As the name suggests, this herb has a minty taste similar to that of peppermint and spearmint who are close relatives of this species.
Owing to it’s cooling flavor, River Mint can be used to relieve the discomfort experienced during a cold or sore throat. Medicinally, it can be consumed by adding a few leaves to hot or iced tea. Rubbing the leaves and inhaling the aroma can temporarily provide relief from headaches.
Just like any other mint leaf, this aboriginal food can be liberally used, fresh or dried, in sauces, salads, dressing, dips, roasts, desserts, teas, cocktails and water infusions.
Strawberry Gum is also known as olida and forestberry herb. It is commonly used in a dessicated and ground form.
Containing traces of flavor similar to balsamic vinegar, this is a sweet and sour berry with fruity undertones- kind of like bubblegum, but much healthier.
- With it’s antioxidant, anti-fungal and antibiotic properties, this “natural chewing gum” is a superb amalgamation of health and taste.
- If you are a consumer of packaged probiotics or are considering their use, Strawberry Gum is worth a try as it has been shown to help balance micro flora of the gut.
Due to it’s sweet flavor, this food is most suitable for desserts like crème brulée, Pavlova, macrons, panacotta, and ice cream. It can also be an exotic addition to fruit bowls. If you enjoy the flavor of fruit in your tea, Strawberry gum can be a lovely addition to this hot beverage.

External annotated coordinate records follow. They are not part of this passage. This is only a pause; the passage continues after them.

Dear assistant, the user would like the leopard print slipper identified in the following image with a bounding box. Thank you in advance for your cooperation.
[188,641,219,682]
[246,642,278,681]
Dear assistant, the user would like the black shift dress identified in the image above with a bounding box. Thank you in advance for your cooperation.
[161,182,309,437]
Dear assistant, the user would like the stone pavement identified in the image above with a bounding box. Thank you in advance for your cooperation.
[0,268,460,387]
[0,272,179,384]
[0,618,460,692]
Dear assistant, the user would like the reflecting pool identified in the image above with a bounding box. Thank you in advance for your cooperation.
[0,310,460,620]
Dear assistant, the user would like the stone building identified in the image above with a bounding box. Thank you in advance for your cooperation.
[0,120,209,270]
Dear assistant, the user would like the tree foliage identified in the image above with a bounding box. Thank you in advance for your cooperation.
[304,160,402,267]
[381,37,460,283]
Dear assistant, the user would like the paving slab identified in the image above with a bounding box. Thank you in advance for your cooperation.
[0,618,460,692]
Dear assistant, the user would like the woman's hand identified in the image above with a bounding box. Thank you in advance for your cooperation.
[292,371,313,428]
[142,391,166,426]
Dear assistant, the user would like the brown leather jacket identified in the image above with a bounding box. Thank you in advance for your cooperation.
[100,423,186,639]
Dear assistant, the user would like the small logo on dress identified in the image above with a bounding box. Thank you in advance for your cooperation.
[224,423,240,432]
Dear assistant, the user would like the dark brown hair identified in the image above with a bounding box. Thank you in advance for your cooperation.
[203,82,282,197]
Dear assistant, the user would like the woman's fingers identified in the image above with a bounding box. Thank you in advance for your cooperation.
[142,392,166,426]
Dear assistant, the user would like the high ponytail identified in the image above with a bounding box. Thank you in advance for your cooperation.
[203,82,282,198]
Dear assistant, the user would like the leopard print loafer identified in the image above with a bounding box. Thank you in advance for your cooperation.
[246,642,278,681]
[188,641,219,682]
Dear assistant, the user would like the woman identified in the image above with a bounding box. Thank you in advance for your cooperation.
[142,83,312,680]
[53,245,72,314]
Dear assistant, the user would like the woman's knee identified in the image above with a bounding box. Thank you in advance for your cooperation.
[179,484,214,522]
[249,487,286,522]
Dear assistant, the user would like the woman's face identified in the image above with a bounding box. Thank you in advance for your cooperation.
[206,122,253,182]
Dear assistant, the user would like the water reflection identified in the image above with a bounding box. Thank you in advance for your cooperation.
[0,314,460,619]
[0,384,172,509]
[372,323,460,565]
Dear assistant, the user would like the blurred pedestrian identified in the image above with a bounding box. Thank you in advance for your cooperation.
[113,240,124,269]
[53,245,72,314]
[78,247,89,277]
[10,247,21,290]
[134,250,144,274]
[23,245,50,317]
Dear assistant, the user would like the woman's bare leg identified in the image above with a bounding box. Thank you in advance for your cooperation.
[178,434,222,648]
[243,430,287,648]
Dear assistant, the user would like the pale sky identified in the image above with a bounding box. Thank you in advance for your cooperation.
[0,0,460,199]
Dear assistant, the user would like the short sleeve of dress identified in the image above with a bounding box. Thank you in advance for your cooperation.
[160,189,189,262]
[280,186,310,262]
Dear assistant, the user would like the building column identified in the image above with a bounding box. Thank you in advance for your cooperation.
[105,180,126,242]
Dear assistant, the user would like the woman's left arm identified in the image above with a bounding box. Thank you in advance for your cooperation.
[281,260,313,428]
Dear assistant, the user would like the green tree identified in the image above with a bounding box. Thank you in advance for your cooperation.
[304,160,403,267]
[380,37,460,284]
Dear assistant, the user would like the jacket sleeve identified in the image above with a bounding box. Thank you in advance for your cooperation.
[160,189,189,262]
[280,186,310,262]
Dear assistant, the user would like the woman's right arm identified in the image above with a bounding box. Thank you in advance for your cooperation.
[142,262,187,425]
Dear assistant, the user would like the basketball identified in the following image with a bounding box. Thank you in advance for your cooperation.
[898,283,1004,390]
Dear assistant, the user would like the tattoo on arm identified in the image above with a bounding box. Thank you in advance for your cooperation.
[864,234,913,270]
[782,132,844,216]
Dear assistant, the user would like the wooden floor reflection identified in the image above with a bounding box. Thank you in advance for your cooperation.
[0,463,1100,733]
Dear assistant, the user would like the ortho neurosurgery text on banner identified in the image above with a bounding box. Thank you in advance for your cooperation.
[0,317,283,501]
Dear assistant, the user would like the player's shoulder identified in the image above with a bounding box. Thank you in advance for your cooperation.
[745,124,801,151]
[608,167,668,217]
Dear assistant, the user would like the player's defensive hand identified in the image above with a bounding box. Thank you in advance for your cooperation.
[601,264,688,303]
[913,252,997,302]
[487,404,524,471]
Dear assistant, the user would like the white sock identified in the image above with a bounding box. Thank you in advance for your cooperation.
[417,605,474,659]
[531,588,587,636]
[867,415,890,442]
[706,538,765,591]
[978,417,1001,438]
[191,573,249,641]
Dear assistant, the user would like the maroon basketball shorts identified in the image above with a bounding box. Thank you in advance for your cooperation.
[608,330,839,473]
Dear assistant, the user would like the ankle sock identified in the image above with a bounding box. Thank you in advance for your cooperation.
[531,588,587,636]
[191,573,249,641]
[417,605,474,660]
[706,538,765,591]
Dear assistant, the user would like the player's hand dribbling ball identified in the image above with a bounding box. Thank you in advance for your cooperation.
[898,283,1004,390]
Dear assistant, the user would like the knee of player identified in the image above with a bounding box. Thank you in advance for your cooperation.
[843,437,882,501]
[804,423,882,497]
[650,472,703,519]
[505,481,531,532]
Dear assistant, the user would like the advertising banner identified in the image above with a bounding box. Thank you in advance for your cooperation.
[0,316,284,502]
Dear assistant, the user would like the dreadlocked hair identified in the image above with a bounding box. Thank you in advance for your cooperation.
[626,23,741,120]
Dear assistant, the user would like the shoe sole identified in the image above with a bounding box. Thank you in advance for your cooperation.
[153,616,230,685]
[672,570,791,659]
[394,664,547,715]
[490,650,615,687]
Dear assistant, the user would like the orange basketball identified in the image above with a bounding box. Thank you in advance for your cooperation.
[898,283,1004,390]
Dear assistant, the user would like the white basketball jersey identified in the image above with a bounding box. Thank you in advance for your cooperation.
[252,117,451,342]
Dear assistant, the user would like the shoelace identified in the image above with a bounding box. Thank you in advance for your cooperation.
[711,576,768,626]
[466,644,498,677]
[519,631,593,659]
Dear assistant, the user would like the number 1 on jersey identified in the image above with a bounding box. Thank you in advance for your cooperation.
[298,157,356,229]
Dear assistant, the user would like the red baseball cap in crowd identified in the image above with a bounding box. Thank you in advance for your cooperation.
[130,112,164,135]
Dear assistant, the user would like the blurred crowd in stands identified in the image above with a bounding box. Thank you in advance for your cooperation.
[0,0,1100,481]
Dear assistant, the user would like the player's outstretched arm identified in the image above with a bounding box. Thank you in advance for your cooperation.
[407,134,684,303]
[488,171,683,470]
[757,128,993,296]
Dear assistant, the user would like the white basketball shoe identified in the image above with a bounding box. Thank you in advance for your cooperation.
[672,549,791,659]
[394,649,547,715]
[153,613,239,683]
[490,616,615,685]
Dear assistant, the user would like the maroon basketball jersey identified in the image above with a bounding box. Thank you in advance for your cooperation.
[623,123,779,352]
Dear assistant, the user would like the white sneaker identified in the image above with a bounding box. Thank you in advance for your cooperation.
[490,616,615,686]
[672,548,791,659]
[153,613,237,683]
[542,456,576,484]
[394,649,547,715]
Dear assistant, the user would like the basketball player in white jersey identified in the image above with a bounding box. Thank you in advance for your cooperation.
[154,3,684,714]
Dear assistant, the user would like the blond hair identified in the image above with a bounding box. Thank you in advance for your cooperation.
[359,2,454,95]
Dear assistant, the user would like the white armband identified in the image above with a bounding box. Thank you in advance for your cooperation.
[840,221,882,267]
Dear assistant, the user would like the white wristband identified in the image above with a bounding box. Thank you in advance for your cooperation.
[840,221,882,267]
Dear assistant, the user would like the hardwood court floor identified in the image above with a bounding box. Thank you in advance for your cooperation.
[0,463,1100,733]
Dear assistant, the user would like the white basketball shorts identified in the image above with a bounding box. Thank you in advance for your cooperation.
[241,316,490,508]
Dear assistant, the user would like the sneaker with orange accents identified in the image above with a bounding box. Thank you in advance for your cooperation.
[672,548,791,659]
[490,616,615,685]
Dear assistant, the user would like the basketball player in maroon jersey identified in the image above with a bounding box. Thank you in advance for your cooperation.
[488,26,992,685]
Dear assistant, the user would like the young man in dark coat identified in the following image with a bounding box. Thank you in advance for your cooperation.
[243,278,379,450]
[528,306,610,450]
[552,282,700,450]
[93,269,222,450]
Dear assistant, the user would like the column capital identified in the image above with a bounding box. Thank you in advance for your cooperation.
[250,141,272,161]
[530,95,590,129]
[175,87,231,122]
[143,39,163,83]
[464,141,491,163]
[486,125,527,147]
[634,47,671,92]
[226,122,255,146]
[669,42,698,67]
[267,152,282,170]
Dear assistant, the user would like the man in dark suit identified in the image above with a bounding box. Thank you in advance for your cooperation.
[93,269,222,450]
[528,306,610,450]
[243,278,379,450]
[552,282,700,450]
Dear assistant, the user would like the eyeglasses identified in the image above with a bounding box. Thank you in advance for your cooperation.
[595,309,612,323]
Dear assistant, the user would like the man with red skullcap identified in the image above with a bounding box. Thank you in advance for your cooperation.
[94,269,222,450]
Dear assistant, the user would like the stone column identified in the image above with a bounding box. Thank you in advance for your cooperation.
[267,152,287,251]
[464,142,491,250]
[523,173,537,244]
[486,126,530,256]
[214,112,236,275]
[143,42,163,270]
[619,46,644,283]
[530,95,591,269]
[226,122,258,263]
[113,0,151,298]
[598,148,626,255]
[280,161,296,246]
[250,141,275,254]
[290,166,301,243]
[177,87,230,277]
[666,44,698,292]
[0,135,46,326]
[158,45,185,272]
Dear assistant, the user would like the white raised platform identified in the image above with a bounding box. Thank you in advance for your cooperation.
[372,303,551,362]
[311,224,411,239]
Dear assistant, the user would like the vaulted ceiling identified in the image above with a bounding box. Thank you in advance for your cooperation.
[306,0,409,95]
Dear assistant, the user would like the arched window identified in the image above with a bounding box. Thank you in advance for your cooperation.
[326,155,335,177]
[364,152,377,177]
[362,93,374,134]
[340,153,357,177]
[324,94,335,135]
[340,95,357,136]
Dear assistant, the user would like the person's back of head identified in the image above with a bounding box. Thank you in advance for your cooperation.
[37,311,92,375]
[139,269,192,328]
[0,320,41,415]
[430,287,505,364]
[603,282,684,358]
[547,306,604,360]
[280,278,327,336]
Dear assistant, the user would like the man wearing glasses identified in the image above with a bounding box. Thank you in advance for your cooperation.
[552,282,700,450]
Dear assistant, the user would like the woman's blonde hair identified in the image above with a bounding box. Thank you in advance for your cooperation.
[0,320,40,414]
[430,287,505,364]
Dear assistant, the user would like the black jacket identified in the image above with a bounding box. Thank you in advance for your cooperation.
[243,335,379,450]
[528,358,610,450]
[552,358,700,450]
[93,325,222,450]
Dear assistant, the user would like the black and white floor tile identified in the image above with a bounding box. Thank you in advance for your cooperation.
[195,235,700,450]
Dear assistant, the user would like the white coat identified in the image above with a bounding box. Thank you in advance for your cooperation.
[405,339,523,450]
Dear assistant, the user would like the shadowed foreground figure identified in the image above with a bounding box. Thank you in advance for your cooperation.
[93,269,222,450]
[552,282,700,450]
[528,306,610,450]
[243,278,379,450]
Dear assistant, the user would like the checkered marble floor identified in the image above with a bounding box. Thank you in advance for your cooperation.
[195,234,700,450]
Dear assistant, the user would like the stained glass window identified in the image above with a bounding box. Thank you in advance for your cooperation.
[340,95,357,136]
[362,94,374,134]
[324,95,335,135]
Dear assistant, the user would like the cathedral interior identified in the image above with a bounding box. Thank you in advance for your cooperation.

Aboriginal meats such as kangaroo, eel, emu and crocodile are commonly known & consumed by food enthusiasts around the globe. But the herbs and fruits gathered by the natives are lesser known. With our palettes getting pickier, their value as essential cooking ingredients is being reduced to obsolescence.
At VIVE, we approach cooking with the eyes of a child, always ready to discover and learn new things. We took great pleasure to write this blog, because we learned about an incredible culture, and the gifts and hidden gems that Australia has to offer us. We hope that this article has sparked some culinary inspiration and that you incorporate this new knowledge into your cooking. Cooking with Aboriginal Food is not only bound to improve our overall health and well-being, but is also a wonderful way of honoring the wisdom of the Aboriginal people by keeping their traditional food alive and thriving.